Widespread intimidation kept most blacks obeying the rules of segregation, unable to challenge unjust laws and customs. “Fear is the key to it all,” said Mrs. Boynton. “Once we lose our fear, we’ll be O.K.” But how could they make a breakthrough? She strategized with the members of the Dallas County Voters League and came up with a plan. In December, Mrs. Boynton drove to Atlanta. She asked Dr. Martin Luther King Jr. and his organization, the Southern Christian Leadership Conference, or SCLC, for help. As a leader in the civil rights movement, Dr. King could bring three critical missing components to Selma: motivation, money, and the media.
Mrs.
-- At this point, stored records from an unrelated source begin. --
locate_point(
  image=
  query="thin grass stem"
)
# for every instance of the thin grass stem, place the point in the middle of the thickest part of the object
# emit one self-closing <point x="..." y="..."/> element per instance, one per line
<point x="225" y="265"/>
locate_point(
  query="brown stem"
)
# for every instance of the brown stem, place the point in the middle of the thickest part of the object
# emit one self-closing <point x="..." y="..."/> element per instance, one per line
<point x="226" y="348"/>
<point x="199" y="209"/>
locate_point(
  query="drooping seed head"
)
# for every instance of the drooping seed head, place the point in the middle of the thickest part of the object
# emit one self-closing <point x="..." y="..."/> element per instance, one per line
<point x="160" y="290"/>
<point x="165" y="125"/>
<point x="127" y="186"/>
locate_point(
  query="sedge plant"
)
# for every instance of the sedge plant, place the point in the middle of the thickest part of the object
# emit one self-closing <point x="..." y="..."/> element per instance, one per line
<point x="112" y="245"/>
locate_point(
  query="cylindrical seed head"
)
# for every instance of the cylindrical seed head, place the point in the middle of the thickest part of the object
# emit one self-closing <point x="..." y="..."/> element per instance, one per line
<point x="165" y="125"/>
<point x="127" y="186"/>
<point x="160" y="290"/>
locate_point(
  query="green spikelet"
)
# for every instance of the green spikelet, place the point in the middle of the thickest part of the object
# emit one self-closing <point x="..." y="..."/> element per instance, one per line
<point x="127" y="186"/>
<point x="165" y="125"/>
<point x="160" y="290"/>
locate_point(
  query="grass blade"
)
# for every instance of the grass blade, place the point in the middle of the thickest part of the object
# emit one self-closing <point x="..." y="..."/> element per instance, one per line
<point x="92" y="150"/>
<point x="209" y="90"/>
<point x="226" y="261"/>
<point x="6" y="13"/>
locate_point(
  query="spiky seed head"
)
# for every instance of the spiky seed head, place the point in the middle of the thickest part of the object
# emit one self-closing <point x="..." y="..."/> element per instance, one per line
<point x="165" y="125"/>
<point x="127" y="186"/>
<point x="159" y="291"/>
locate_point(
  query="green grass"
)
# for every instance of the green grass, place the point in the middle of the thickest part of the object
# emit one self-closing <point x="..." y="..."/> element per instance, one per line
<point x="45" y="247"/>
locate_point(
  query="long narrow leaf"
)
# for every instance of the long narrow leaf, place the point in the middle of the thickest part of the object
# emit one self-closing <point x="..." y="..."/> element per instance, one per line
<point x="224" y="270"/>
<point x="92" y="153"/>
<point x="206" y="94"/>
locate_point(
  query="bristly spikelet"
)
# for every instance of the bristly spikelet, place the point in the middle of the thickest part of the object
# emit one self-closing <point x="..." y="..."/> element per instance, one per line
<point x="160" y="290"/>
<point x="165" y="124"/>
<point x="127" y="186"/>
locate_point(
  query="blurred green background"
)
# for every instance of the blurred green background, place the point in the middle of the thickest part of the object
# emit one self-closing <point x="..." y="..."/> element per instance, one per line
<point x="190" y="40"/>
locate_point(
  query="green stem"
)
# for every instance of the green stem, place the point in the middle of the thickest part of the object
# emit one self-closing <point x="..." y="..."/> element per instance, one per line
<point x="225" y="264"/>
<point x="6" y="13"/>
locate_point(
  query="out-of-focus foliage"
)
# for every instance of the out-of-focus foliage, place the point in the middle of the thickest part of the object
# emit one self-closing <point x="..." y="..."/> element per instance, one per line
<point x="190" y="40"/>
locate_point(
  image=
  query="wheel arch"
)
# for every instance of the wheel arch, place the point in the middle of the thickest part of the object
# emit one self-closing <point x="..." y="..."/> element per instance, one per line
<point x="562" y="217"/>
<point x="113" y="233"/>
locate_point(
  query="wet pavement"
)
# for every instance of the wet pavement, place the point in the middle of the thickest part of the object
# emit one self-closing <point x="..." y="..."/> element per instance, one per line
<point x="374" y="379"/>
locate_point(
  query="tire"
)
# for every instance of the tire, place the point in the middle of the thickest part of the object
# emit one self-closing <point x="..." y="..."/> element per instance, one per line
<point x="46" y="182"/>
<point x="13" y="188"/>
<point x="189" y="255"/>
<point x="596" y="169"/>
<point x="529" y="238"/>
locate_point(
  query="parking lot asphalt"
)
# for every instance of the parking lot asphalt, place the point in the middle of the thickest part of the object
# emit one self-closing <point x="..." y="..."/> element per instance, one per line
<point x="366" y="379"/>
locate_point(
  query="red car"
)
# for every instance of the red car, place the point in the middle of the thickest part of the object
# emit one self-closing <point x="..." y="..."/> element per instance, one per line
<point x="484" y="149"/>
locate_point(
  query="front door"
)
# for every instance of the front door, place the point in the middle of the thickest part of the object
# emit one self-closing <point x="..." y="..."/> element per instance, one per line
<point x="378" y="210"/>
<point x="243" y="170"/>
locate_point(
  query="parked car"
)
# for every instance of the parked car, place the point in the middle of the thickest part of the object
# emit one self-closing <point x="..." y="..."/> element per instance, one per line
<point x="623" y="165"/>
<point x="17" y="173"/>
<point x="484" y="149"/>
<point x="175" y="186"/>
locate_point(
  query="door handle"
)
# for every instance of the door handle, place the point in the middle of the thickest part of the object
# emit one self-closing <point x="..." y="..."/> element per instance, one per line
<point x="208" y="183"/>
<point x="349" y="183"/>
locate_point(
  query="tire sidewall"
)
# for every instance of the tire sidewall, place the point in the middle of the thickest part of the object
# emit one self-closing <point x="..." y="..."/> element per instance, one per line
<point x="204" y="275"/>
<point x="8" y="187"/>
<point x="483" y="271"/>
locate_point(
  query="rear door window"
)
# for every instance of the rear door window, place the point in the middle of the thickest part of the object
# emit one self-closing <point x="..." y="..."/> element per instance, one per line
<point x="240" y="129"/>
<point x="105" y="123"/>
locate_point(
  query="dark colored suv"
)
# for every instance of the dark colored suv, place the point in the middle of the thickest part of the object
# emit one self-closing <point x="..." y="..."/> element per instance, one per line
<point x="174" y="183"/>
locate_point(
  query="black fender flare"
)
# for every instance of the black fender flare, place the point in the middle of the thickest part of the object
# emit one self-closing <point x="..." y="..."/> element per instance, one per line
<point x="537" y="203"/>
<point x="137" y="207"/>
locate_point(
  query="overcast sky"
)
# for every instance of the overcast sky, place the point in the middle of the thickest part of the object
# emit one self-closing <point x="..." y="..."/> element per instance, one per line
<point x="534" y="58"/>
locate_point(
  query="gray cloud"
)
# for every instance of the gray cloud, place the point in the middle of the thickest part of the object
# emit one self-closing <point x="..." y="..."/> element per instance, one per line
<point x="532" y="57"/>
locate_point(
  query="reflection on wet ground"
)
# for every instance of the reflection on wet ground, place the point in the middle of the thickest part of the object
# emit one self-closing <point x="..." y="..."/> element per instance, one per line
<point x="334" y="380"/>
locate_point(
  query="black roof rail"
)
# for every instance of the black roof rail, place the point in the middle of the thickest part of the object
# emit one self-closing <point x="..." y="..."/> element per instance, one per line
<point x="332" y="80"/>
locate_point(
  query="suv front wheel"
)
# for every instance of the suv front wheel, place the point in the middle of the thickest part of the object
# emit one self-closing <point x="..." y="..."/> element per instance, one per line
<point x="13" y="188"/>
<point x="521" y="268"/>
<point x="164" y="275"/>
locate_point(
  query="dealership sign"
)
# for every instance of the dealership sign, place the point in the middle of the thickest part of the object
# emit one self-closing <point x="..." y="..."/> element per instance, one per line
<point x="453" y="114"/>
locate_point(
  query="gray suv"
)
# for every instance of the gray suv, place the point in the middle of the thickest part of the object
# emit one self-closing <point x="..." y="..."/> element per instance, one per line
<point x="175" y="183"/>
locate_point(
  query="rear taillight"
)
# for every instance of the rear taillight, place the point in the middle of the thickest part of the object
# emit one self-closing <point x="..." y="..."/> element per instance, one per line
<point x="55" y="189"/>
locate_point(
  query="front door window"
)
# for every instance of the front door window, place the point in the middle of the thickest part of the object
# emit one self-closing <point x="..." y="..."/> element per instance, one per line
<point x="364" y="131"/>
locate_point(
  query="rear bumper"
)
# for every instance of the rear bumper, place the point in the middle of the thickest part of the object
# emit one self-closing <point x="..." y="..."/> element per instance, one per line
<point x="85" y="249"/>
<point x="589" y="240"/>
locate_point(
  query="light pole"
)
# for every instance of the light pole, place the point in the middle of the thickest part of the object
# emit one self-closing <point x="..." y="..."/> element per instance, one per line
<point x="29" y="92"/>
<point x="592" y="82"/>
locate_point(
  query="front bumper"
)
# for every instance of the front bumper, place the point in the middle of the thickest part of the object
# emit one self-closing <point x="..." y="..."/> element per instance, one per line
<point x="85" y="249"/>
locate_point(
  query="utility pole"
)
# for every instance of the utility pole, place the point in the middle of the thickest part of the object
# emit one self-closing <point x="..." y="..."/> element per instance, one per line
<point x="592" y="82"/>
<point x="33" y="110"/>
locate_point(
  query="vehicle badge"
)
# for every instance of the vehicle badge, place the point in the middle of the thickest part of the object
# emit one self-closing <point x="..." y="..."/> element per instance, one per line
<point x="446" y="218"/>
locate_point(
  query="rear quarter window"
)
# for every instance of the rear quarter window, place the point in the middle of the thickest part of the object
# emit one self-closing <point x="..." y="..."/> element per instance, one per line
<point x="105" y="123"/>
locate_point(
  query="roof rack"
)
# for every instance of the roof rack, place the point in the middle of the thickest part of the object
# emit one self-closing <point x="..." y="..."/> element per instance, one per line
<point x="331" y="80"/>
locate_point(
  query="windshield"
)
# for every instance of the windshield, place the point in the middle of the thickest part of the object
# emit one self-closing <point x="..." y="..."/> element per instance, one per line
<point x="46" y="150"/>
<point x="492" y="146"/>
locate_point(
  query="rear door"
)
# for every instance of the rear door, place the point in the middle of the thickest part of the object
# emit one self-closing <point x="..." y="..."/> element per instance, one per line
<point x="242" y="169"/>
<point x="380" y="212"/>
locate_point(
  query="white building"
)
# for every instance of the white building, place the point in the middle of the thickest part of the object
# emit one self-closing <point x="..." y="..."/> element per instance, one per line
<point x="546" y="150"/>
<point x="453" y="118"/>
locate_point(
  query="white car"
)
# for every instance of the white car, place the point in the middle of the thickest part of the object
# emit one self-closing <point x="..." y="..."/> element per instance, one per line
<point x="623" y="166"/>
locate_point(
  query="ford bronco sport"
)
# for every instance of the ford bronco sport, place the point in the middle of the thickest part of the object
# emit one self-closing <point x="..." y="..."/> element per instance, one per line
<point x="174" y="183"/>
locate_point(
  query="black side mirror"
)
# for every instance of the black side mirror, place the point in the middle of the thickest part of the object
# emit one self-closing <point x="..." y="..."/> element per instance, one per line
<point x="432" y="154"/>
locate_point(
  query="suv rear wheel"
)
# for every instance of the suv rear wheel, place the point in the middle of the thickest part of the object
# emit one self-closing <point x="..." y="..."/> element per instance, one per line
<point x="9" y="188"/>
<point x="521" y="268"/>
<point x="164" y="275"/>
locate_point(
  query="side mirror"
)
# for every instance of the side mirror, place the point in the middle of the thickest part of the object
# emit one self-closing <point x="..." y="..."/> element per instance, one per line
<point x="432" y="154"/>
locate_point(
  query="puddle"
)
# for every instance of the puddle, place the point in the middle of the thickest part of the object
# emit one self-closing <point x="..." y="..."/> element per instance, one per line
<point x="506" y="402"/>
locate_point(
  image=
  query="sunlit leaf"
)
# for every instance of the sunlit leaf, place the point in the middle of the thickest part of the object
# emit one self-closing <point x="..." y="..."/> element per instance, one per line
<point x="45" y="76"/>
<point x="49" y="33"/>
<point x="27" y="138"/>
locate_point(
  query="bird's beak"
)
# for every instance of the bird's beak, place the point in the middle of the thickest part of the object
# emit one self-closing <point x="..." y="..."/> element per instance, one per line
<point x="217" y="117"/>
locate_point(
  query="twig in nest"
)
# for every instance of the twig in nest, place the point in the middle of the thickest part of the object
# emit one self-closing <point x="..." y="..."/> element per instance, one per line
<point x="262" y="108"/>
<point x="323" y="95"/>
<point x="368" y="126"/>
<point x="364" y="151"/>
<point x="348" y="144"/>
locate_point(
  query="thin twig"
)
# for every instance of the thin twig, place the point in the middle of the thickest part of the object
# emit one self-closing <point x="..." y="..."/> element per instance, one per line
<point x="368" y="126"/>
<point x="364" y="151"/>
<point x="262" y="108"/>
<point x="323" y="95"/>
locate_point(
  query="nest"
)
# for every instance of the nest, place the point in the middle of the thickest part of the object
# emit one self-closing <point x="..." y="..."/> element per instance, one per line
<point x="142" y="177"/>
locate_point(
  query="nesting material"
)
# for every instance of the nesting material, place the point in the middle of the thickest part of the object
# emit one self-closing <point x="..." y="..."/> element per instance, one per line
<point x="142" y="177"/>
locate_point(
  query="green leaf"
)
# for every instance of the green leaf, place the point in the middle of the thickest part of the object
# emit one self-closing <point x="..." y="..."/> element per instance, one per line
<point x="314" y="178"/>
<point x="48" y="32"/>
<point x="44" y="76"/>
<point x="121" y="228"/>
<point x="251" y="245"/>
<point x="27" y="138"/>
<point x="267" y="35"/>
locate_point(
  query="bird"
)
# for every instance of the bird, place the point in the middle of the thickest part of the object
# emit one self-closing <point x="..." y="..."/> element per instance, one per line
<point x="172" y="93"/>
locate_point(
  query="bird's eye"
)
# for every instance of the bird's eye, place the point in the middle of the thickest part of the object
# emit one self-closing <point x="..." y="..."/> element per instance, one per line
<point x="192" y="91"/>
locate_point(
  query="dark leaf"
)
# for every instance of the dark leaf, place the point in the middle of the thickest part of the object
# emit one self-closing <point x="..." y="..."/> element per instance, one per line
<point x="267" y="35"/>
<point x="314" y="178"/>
Boynton’s timing was perfect. The Civil Rights Act, signed into law on July 2, 1964, by President Lyndon Johnson, had outlawed segregation in schools, work-places, and public areas such as restaurants and movie theaters. Now removing all barriers to the right to vote had become a top priority for the civil rights movement and SCLC. “If we in the South can win the right to vote,” said King, “it will give us the concrete tool with which we ourselves can correct injustice.”
King realized Selma had the perfect ingredients for a dramatic protest movement. The racist sheriff, Jim Clark, known for his hair-trigger temper, would stand in stark contrast to demonstrators trained in King’s nonviolent philosophy. Alabama’s blatantly racist Governor Wallace, with his credo “Segregation now, segregation tomorrow, segregation forever!” was determined to keep blacks from voting. He would undoubtedly thwart every effort to get people registered. Finally, highly motivated civil rights workers were already in Selma and knew the town and its people.
Dr. King didn’t waste any time. He decided to kick off the Selma campaign with a speech on January 2, 1965. Rich with symbolism, the date would commemorate Abraham Lincoln’s January 1, 1863, signing of the Emancipation Proclamation freeing the slaves. One hundred and two years later it was time for a new kind of freedom.